Steve Doench of Agrible Inc. felt he would have definite advantage by learning foreign languages. He noticed that people speaking different languages were the ones at the top positions and making the decisions. He wished he had learned Portuguese when he was still a student which would have been useful when he does business in Brazil. He echoed what Mark Wolters said about the increase in economic importance of other parts of the world; Brazil being now on par with the USA as an agricultural, the volume and quality of exchanges between the two countries. Steve realized that people are friendlier when one is able to demonstrate that one can go beyond being a loud American, who speaks only English. Language facilitates the building of good relations with the local people which is important for doing business. He was often invited to weddings and family reunions and made many friends who became contacts in his subsequent business endeavors.
On the student panel, there were students who studied abroad in various countries around the world like Tanzania, Jordan, Brazil, with one of them also having taught English in South Korea. Issa recounted how her experience studying Arabic shaped what she wants to do in the future. She got a scholarship to go to Morocco for two months and she fell in love with the language and the warmth of the people. She is passionate about learning the language and believes that the language enabled her to see things through a different lens that other people might not have. Arabic provided her a new way to look at world affairs, epically in the Middle East. Issa is going to spend next year in Jerusalem for intensive Arabic language learning. She is interested in doing research on conflicts to examine how a country gets rebuilt, especially post-conflict.
One of the panelists, a fifth year student, highlighted the importance of immersing oneself in the culture for learning the language. She was also glad to see an increase in the number of students from Saudi Arabia with whom she was able to practice her Arabic. She then went to Jordan on a critical language scholarship and realized that she spoke the Saudi dialect, which was not a problem because she mixed her Jordanian dialect with the Saudi dialect she was used to and the rest was just standard Arabic. Her Arabic language skills helped her to navigate her way in France. Despite not being fluent in French, she was able to communicate with the people from the Maghreb such as Algeria, Tunisia, and Morocco who live in France.

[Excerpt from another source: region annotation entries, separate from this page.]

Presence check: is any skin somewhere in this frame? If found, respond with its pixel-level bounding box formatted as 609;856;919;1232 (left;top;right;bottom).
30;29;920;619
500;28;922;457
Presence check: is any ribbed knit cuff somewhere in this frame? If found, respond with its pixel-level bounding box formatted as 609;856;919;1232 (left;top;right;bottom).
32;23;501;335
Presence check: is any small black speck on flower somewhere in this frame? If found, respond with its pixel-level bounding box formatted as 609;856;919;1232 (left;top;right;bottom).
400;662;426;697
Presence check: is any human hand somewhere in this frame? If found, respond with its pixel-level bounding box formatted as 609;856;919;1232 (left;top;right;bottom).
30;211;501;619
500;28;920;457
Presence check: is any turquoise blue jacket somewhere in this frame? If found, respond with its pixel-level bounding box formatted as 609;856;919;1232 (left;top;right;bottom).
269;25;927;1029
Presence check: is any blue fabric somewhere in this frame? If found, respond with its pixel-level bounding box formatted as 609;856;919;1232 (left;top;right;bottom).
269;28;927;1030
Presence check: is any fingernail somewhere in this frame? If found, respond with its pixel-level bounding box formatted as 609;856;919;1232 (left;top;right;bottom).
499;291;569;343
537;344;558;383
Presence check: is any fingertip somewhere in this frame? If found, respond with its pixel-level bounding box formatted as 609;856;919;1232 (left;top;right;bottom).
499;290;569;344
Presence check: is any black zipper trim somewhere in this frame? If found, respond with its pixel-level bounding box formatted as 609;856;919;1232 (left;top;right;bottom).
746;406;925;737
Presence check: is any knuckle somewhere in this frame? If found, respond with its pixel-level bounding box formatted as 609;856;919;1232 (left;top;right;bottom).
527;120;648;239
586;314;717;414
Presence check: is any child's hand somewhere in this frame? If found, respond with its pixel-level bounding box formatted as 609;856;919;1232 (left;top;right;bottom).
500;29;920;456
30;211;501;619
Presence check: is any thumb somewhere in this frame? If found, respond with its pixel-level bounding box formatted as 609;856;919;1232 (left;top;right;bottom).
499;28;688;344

Another panelist, a graduate student in NRES, grew up in a bilingual household, his mother being from Colombia which helped in the learning of languages. He wants to work in international business so he started learning Portuguese. He already knew Spanish and thought it would be good to have a third language. After his first trip to Brazil, he fell in love with the culture and the country. Agriculture is a huge sector in Brazil He was studying how ethanol is growing as a commodity in Brazil and how it could be exported to the rest of the world. He is now studying algae in waste water treatment, for his master’s program. He has his strictly engineering curriculum but learning language helps him to understand how to translate what he knows and wants to communicate about engineering into how it would be relevant to another culture and country. He will soon be leaving for the University of Sao Paolo for fifteen months, to collaborate with professors there. Learning Portuguese has opened many doors for him and he is expecting a long fruitful career.